Where are the satellite images? Let's put them in the right place!

We have all learnt to look at and appreciate high-resolution satellite images, they allow us to better understand places we know already and also to discover places we have never seen. In recent years, in addition to the classical visible images, hyperspectral images are becoming more and more popular. They allow us to 'see' features that we could not see from the ground: the propensity of an area to desertification, different soil temperatures or the content of minerals dangerous to human health in the roofs of buildings, to name but a few. The Italian Space Agency (ASI) has launched an experimental hyperspectral satellite with resolutions of up to five metres (PRISMA) and let its images accessible to the entire scientific community.

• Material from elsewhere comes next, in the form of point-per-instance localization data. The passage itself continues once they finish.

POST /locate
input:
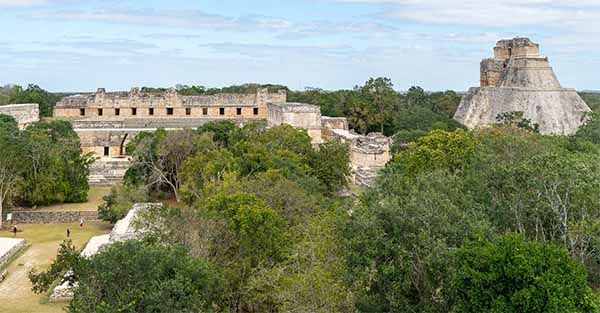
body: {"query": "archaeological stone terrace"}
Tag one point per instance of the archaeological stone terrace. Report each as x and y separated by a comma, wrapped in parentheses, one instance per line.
(518, 79)
(107, 121)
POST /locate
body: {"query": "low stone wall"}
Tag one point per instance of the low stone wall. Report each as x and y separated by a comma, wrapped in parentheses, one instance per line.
(25, 114)
(14, 249)
(51, 217)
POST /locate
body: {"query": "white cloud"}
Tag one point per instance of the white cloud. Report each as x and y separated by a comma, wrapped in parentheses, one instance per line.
(21, 3)
(498, 13)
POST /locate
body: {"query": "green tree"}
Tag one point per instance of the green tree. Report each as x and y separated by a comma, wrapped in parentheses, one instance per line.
(118, 202)
(55, 170)
(134, 276)
(515, 275)
(438, 150)
(254, 237)
(401, 238)
(10, 160)
(381, 94)
(331, 165)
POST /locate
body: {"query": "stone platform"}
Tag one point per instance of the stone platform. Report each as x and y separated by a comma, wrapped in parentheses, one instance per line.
(9, 247)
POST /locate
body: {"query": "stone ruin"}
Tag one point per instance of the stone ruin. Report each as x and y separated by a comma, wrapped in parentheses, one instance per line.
(368, 154)
(107, 121)
(24, 114)
(125, 229)
(518, 79)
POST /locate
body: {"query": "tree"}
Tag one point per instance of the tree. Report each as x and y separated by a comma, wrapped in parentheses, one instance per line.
(55, 170)
(118, 202)
(254, 238)
(438, 150)
(381, 94)
(515, 275)
(10, 160)
(331, 165)
(135, 276)
(159, 157)
(400, 241)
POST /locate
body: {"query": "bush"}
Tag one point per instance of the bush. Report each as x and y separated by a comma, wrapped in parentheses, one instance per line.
(513, 275)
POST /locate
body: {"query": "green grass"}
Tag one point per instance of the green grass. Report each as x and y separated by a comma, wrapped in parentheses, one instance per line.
(356, 189)
(15, 292)
(94, 200)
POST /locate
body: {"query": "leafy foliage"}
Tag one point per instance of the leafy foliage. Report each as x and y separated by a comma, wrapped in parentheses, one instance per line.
(514, 275)
(118, 202)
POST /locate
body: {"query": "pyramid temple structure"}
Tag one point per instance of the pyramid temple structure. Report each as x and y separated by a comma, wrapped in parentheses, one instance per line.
(518, 79)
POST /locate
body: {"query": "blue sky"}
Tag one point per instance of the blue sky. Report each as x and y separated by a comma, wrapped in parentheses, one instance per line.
(73, 45)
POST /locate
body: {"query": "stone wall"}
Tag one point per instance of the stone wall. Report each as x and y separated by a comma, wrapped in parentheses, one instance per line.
(136, 104)
(300, 115)
(15, 244)
(518, 79)
(25, 114)
(334, 122)
(52, 217)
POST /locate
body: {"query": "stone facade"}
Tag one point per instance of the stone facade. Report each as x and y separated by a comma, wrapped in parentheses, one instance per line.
(125, 229)
(25, 114)
(300, 115)
(368, 154)
(106, 121)
(9, 247)
(52, 217)
(518, 79)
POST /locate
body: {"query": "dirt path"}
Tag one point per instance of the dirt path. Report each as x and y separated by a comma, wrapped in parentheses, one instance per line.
(15, 292)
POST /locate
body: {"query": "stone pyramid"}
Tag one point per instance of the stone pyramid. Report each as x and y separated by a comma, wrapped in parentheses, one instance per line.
(517, 79)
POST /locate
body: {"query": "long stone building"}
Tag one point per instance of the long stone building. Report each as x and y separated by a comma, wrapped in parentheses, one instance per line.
(107, 121)
(518, 79)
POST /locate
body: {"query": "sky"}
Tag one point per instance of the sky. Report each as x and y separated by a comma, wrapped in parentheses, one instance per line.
(76, 45)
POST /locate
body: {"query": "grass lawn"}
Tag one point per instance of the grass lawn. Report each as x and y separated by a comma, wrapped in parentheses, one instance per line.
(94, 200)
(15, 292)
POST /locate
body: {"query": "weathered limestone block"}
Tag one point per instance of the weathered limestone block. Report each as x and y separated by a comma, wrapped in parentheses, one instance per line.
(300, 115)
(53, 217)
(125, 229)
(519, 80)
(25, 114)
(10, 247)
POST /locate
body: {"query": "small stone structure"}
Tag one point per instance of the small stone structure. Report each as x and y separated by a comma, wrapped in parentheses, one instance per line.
(9, 247)
(368, 154)
(300, 115)
(125, 229)
(25, 114)
(518, 79)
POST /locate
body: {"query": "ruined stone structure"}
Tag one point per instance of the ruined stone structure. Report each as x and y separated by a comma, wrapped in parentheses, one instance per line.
(106, 122)
(125, 229)
(368, 154)
(518, 79)
(25, 114)
(300, 115)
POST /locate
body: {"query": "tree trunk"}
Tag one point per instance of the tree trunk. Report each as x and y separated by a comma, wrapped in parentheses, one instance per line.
(1, 201)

Although the satellite is experimental, it is already yielding interesting results. Professor Valerio Baiocchi along with Felicia Monti from DICEA-ICI investigated a very important aspect of processing, the so-called 'image orientation', which basically consists of positioning the image and eliminating distortions due to the optical-geometric acquisition process. It is worth to note that for an image having a resolution of 5 metres (i.e. its 'pixels' have a size of 5x5 metres), position doesn’t necessarily have an accuracy of 5 metres, but more often it can be even hundreds of metres away, as in the case of PRISMA images.
In order to orient PRISMA images, i.e. 'put them in the right place', photogrammetrically rigorous algorithms can be used as well as algorithms based on rational polynomials with or without coefficients provided by the satellite operator.
In this work the various approaches have been tested, and some problems with PRISMA images have been solved so to find a procedure allowing a final accuracy of about 5 metres, which is absolutely satisfactory being as low as the resolution of the image itself. The proposed methodology can be set up in open environments and does not require commercial software, making it available to all researchers worldwide.